You can define arguments for your tasks using the quickie.arg() decorator. This will add the argument to the task’s signature and make it available as a keyword argument. In addition, you can pass extra_args=True to the task decorator to allow unknown arguments to be passed to the task.

from quickie import arg, task

@task
@arg("--name", help="Your name")
def hello(name):
    print(f"Hello, {name}!")

@task(extra_args=True)
@arg("--flag", help="A flag", action="store_true")
def hello_extra(*args, flag=False):
    print(f"{args=}, {flag=}")

Under the hood each Task defines an argparse.ArgumentParser instance. By using the arg decorator we call the argparse.ArgumentParser.add_argument method with the provided arguments. The exception is the completer argument, which is used for auto completion.

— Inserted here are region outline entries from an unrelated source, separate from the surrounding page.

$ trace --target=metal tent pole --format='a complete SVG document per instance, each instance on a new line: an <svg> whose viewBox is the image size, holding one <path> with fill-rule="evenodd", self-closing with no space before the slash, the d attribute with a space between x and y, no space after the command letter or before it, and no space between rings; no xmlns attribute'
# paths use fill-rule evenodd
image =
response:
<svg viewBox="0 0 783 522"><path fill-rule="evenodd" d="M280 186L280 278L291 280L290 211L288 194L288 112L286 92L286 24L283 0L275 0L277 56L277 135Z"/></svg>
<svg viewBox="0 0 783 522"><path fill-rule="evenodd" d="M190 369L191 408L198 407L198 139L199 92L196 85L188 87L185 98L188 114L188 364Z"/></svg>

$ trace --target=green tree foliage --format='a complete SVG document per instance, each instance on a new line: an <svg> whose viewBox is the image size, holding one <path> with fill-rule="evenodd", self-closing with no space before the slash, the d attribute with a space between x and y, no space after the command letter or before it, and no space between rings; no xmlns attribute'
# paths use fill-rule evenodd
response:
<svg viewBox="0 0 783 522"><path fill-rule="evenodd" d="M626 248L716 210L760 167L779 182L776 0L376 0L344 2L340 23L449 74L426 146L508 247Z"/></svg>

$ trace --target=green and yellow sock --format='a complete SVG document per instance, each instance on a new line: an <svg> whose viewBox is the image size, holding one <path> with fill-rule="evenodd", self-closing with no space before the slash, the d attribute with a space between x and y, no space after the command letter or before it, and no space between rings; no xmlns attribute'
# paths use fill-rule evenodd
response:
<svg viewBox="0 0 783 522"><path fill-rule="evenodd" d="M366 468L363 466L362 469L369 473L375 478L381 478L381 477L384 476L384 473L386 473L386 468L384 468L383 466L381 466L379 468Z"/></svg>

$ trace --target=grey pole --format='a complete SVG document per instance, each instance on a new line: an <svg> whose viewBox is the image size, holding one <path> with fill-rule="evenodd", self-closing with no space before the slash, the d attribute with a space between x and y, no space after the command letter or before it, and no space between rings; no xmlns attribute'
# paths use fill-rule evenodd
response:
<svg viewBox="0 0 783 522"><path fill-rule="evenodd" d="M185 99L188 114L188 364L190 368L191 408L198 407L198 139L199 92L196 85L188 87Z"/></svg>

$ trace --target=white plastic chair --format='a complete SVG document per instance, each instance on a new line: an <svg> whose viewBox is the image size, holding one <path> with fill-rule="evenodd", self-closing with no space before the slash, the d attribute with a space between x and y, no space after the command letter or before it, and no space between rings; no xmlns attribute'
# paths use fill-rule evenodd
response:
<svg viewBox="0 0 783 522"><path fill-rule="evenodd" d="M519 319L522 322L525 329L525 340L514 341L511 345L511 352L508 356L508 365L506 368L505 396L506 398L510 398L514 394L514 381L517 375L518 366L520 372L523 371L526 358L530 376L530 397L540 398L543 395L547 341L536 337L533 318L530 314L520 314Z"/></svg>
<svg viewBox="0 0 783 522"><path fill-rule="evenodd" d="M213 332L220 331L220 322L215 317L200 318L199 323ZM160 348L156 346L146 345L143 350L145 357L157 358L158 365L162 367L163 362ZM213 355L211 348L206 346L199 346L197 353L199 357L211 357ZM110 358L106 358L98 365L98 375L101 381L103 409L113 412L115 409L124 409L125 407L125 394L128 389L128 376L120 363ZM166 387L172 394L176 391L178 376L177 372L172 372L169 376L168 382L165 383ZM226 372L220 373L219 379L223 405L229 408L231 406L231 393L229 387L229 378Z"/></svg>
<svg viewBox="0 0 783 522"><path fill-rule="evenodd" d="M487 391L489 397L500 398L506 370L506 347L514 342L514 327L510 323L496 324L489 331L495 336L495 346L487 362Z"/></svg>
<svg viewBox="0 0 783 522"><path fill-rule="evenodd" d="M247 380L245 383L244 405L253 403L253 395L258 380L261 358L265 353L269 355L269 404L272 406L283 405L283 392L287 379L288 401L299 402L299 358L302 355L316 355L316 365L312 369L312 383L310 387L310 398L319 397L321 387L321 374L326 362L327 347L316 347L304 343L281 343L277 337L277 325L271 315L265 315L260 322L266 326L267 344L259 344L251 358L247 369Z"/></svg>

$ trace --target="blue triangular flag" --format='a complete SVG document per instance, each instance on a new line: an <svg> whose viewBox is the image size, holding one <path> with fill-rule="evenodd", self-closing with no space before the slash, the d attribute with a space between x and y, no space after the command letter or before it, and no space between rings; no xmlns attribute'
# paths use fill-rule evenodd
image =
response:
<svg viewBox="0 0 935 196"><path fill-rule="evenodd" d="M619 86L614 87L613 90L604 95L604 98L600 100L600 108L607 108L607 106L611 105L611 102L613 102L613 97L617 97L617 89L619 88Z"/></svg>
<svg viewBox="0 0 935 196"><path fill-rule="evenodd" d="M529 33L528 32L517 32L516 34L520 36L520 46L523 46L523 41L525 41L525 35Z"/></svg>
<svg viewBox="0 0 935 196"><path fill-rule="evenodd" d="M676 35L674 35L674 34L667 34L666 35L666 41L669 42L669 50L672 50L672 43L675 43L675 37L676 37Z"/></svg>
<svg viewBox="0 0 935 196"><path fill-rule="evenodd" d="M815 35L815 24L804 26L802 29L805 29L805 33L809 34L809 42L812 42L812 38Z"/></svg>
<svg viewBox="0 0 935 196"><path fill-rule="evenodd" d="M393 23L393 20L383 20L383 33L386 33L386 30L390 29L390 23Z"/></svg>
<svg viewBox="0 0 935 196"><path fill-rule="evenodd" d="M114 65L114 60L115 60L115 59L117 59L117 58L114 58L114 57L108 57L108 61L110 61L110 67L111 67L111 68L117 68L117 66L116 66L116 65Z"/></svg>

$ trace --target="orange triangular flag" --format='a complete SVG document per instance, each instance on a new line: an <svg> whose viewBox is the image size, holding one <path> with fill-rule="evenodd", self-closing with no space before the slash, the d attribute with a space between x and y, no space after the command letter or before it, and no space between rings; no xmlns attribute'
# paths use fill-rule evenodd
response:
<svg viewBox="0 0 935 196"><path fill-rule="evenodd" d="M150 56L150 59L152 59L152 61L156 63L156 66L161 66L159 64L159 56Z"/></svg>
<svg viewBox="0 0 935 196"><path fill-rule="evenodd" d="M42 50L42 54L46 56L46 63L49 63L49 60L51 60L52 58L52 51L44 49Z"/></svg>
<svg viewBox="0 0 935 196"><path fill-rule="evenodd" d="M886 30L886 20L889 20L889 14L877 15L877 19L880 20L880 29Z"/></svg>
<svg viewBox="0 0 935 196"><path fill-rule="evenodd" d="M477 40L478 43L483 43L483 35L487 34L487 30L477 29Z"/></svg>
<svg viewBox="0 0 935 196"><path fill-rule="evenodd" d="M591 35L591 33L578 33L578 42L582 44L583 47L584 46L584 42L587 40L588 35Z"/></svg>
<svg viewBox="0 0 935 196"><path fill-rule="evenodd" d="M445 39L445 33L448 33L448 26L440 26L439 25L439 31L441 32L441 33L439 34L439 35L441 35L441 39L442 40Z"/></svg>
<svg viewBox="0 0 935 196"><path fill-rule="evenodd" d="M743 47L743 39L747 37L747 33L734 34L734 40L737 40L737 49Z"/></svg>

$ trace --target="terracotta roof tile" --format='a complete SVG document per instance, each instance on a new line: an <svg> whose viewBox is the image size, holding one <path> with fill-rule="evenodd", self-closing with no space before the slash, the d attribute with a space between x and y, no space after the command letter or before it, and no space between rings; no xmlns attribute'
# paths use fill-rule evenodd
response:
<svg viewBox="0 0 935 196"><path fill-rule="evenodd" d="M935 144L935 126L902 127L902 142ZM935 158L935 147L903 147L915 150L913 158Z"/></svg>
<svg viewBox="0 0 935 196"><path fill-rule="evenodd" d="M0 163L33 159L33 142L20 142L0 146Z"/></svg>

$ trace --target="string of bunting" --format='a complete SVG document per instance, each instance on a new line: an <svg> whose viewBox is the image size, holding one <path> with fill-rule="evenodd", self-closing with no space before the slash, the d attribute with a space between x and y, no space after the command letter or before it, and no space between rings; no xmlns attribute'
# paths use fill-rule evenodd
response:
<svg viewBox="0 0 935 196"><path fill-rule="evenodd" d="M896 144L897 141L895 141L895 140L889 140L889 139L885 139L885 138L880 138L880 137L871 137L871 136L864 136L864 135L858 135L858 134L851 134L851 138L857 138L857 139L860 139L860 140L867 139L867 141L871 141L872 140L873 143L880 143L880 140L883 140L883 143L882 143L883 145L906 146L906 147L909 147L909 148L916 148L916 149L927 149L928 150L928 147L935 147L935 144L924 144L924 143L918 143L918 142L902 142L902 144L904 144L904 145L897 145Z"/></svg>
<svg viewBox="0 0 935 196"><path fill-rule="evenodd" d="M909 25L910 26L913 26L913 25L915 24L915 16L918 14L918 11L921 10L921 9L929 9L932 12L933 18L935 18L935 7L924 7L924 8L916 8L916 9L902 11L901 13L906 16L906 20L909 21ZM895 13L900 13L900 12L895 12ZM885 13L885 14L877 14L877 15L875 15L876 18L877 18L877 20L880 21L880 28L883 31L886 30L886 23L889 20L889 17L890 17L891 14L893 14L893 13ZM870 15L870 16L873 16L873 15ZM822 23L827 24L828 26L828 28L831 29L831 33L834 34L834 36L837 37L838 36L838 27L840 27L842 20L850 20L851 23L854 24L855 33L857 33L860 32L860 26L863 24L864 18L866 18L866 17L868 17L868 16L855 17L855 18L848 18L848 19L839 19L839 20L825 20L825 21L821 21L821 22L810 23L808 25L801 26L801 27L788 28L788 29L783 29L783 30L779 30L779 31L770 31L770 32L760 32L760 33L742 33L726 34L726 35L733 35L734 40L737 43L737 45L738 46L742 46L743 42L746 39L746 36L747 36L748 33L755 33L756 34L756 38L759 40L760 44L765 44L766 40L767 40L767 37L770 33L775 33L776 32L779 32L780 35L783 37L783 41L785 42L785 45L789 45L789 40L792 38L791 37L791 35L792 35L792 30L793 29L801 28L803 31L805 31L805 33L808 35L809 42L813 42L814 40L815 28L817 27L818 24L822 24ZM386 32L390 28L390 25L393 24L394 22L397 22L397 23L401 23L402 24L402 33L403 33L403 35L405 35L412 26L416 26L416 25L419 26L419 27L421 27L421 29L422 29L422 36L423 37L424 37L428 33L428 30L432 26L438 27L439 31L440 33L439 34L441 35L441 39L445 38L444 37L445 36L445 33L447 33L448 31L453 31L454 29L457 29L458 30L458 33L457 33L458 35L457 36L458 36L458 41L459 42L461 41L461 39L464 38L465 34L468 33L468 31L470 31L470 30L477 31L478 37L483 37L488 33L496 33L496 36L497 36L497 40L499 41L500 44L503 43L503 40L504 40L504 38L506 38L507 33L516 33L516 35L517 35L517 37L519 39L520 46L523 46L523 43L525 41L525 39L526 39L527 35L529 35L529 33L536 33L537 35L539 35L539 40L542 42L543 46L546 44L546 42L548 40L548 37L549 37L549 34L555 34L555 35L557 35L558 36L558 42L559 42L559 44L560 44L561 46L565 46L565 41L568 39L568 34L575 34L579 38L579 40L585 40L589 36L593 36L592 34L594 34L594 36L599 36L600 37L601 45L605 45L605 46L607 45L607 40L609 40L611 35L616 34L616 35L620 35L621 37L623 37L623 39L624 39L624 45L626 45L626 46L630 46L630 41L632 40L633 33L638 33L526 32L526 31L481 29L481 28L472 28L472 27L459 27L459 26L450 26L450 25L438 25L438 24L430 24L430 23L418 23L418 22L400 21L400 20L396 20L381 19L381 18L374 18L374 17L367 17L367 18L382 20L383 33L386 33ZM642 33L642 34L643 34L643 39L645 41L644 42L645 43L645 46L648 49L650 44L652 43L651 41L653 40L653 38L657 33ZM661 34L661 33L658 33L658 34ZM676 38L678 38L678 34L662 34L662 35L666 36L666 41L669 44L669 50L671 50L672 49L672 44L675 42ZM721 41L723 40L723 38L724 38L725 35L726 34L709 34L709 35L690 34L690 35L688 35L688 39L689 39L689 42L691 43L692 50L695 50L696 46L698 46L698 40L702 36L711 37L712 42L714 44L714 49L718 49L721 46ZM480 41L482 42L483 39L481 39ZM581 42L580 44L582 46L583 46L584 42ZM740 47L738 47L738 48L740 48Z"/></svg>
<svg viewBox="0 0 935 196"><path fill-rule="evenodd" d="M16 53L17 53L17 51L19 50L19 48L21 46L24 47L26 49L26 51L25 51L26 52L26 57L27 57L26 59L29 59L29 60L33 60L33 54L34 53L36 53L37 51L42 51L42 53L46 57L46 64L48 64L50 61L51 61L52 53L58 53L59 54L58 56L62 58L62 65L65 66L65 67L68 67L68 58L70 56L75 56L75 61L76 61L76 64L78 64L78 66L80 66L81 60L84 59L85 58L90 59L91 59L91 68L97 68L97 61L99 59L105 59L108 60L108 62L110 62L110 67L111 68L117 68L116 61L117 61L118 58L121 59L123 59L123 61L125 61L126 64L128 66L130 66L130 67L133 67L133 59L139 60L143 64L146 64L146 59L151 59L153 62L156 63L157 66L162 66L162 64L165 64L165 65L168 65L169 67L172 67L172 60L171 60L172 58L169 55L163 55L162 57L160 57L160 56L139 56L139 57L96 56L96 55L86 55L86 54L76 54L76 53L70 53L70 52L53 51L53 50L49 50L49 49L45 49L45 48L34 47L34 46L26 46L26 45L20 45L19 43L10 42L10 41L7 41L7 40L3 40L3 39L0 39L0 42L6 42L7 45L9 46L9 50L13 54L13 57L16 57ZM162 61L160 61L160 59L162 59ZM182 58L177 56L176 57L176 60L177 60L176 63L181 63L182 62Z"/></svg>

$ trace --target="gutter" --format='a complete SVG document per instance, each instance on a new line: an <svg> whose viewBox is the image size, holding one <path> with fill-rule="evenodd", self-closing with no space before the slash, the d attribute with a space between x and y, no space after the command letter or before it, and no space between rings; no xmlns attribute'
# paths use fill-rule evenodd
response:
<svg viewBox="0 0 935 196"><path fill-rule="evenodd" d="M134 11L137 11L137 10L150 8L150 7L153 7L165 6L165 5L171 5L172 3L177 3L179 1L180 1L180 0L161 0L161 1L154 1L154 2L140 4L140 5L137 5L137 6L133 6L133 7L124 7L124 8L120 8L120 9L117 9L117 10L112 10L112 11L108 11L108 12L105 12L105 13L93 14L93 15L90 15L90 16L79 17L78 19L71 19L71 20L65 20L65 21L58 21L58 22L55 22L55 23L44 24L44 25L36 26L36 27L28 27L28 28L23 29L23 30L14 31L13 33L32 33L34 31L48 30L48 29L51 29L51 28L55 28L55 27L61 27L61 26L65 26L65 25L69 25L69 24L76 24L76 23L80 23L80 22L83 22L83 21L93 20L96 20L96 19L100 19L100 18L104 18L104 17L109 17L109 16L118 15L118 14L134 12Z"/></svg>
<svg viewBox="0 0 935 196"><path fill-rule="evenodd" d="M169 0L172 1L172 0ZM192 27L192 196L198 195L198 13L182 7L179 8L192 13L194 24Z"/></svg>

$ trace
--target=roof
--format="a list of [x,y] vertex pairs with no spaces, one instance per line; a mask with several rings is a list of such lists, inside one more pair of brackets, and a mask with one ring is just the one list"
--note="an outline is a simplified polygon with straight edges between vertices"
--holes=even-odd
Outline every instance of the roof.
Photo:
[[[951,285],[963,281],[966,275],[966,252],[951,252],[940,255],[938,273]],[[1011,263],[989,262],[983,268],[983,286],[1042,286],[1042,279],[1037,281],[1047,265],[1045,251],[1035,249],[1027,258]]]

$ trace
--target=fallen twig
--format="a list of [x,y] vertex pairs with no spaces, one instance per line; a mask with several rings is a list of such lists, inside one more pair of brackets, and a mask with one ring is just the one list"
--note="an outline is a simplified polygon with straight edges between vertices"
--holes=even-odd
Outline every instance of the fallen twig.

Please refer to argparse.ArgumentParser.add_argument for more information on the available arguments.

Conditions

Conditions are used to determine if a task should run or not. They can be chained together with logical operators to create complex conditions.

Logical operators:

  • & for AND

  • | for OR

  • ~ for NOT

  • ^ for XOR

from quickie import task, conditions

@task(condition[conditions.FirstRun() & conditions.PathsExist("file1", "file2"))
def some_task():
    print("This task will run only the first time and if both files exist.")

You can use built-in conditions from quickie.conditions or create your own by subclassing quickie.conditions.base.BaseCondition and implementing the quickie.conditions.base.BaseCondition.__call__() method, which should return True if the condition passes, False otherwise. Additionally the quickie.conditions.base.BaseCondition.__call__() must accept the task as an argument, and the arguments passed to the task.

Additionally you can use the quickie.conditions.condition() decorator to create a condition from a function.

Private tasks

You can define private tasks by prefixing the task name with an underscore.

from quickie import task

@task
def _private_task():
    print("Private task")

Roughly equivalent to:

from quickie import Task

class _PrivateTask(Task):
    def run(self):
        print("Private task")

Sometimes however, it is useful to create base task classes that are not meant to be run directly. This can be achieved by setting private=True when defining the class.